Quelles stratégies possibles avons-nous à notre disposition ?
Le problème n’est pas le plastique, mais l’utilisation que nous en faisons. Imaginer notre futur sans ce matériau n’est ni possible ni soutenable. Il nous faut considérer les déchets plastiques comme une ressource précieuse. Des travaux sont en cours sur le développement de nouvelles technologies telles que le recyclage chimique, complémentaire au recyclage mécanique. Il existe également des projets axés sur l’écodesign en vue de produire des plastiques biodégradables. Nous sommes sur la bonne voie, mais nous devons accélérer le rythme pour atteindre nos objectifs de circularité à moyen et long terme. L’économie circulaire est un élément clé de la solution, car la plupart des pollutions plastiques peuvent être évitées.
Du point de vue industriel, quatre objectifs stratégiques devraient être fixés : 1) éliminer et remplacer les articles en plastique problématiques et inutiles, y compris les additifs dangereux ; (2) veiller à ce que les produits en plastique soient conçus pour être circulaires, c’est-à-dire, en première instance, réutilisables et recyclables ou compostables, après de multiples utilisations, à la fin de leur vie utile ; 3) boucler le cycle du plastique dans l’économie, en veillant à ce que les produits circulent réellement, qu’ils soient réutilisés, recyclés ou compostés ; (4) Gérer les plastiques non réutilisables et non recyclables, y compris les déchets existants, d’une manière écologiquement responsable.
En tant que société, nous ne devons pas renoncer à la tâche d’éduquer et de sensibiliser tous les gens à une meilleure gestion des déchets, en enseignant comment réduire, réutiliser et recycler.
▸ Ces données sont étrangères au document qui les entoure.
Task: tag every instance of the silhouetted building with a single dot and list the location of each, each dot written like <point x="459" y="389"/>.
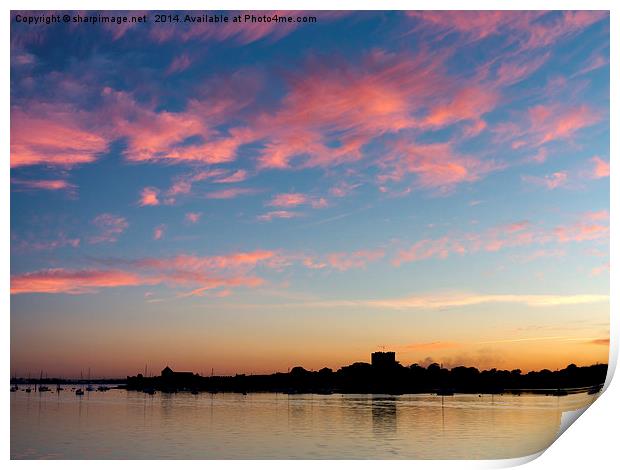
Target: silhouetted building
<point x="383" y="359"/>
<point x="169" y="374"/>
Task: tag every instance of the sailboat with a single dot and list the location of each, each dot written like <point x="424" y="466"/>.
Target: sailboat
<point x="79" y="391"/>
<point x="14" y="387"/>
<point x="89" y="387"/>
<point x="42" y="388"/>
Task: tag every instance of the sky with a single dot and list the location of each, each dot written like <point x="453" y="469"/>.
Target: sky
<point x="249" y="197"/>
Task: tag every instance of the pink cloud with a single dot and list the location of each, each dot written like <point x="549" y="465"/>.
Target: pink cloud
<point x="179" y="64"/>
<point x="28" y="244"/>
<point x="198" y="273"/>
<point x="48" y="185"/>
<point x="236" y="177"/>
<point x="546" y="123"/>
<point x="380" y="97"/>
<point x="277" y="215"/>
<point x="193" y="217"/>
<point x="55" y="281"/>
<point x="554" y="124"/>
<point x="434" y="165"/>
<point x="158" y="232"/>
<point x="110" y="226"/>
<point x="149" y="197"/>
<point x="57" y="140"/>
<point x="357" y="259"/>
<point x="468" y="104"/>
<point x="230" y="193"/>
<point x="601" y="168"/>
<point x="552" y="181"/>
<point x="517" y="234"/>
<point x="288" y="200"/>
<point x="525" y="29"/>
Nous pouvons organiser dans nos régions des journées de nettoyage de macroplastiques et choisir des produits certifiant des conditions de production et de recyclage adéquates.
Nous devons changer nos habitudes en commençant par la sphère personnelle, en éliminant l’utilisation de plastique inutile, en privilégiant les produits biodégradables et en gérant mieux nos déchets, afin qu’ils puissent vraiment être recyclés.
Macroplastiques : Tout produit en plastique facilement visible, généralement de plus de 5 millimètres de diamètre.
Microplastiques : Particules de moins de 5 mm de diamètre.
Les microplastiques primaires sont produits pour remplir une fonction spécifique (par exemple, les billes de nettoyage abrasives dans les cosmétiques).
Les microplastiques secondaires résultent de l’usure ou de la fragmentation d’objets plus grands, lors tant de leur utilisation que de leur dispersion postérieure dans l’environnement.
*L’auteure est Docteure de recherche en biochimie et chercheuse en chimie verte.